Ever meet someone and click instantly? Or face the opposite problem: struggling to have an easy, unforced interaction? Chances are you’ve done both. A big reason this happens is due to how the mind operates.
People tend to think in one of two directions, either concept-to-detail or detail-to-conclusion. Most people can flex from one direction to the other, but each of us has a primary, default preference. Concept people, for example, can switch to detail people when reading a complex contract or thick loan package. Detail people may switch and read a summary and do a few spot checks when handed a 1,000 page package of data. Circumstances can influence which direction we go.
When like-thinking people meet, concept people for example, they are on the same wavelength right away. Both share big picture views and speak in generalities rather than granularity. Conceptual thinkers focus on what they need to know in order to satisfy their premise. Too many details bore and irritate them.
Detail people get along well, too, since each prefers to follow a trail of information in order to derive a conclusion. They connect the dots in order to validate the legitimacy of their decision.
The harder challenge comes when faced with an unlike-thinker. How best might we interact smoothly with someone who thinks in a different direction than we do?
For example, I am high-concept. One of my horse buddies, Burndog, is a CPA by profession and auditor by trade. We’d take a bullet for each other. But how we’d go about it is different. I would ask where the shot might come from. He will insist on knowing the caliber. Then the distance, wind speed and direction, elevation gain, type of weapon, height, weight, and experience of the shooter. He’d also like knowing if he or she shoots lefthanded or righthanded.

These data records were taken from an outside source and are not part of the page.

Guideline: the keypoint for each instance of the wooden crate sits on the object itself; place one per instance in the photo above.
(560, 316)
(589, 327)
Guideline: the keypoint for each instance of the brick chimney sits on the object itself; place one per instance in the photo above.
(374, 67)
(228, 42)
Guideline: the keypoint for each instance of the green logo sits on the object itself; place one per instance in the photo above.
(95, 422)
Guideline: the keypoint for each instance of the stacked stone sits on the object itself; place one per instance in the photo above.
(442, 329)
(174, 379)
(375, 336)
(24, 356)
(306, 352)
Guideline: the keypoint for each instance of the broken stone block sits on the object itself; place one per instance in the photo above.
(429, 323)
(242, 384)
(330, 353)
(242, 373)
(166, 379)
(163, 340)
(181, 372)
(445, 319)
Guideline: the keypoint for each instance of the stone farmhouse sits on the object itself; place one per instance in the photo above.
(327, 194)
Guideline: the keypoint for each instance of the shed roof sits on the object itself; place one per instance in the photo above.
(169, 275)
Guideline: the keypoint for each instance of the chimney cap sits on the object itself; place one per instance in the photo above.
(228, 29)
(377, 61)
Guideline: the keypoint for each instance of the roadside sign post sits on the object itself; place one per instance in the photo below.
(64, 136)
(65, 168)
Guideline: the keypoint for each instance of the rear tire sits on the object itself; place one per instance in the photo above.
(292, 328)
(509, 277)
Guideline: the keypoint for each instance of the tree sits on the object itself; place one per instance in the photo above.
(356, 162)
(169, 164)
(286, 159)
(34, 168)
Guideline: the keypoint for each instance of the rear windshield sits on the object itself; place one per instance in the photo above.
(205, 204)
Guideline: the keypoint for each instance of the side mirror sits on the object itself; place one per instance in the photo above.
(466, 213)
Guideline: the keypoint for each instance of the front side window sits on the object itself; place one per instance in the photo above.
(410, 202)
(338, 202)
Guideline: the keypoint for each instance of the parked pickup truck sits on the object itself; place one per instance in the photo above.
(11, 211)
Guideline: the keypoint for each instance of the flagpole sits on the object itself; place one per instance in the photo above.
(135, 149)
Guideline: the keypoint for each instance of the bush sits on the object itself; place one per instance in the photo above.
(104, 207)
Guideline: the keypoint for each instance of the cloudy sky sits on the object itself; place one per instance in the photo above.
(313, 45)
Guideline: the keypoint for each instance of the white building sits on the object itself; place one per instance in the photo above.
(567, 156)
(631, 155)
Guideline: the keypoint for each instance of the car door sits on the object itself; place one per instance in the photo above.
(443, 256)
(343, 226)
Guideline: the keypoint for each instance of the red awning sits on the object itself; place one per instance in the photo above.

Learning to flex your style to the preference of your audience is a wonderful skill to learn. When meeting someone, strive to figure out quickly whether he or she is a concept or detail thinker and modify your talk track accordingly. This is not a complicated behavior to unearth. If in doubt simply say, “I’m curious. Are you a concept or detail person?”
The answer is a valuable piece of information to know when selling to someone, regardless if you’re selling a product, a solution, or an opinion. If someone is detail oriented, take the time to share your information piece by sequential piece. If the person is concept oriented, start with the big picture conclusion, then ask how much supporting detail they’d care to hear.
It takes all kinds to make the world go ‘round and thank heaven for that! The magic that comes from deepening good relationships is fueled by recognizing and celebrating our uniqueness rather than judging differences as right or wrong. Unlike thinkers aren’t wrong; they’re simply different. But the bridge to commonality is easily built, almost instantaneous if you decide to build it.
By becoming a student of this one behavioral trick—flexing to the concept or detail nature of whomever you’re speaking with—you can instantly make easier, more fluid connections with anyone you meet.
This skill takes a little practice but it’s fun and easy to master. Give it a try and see.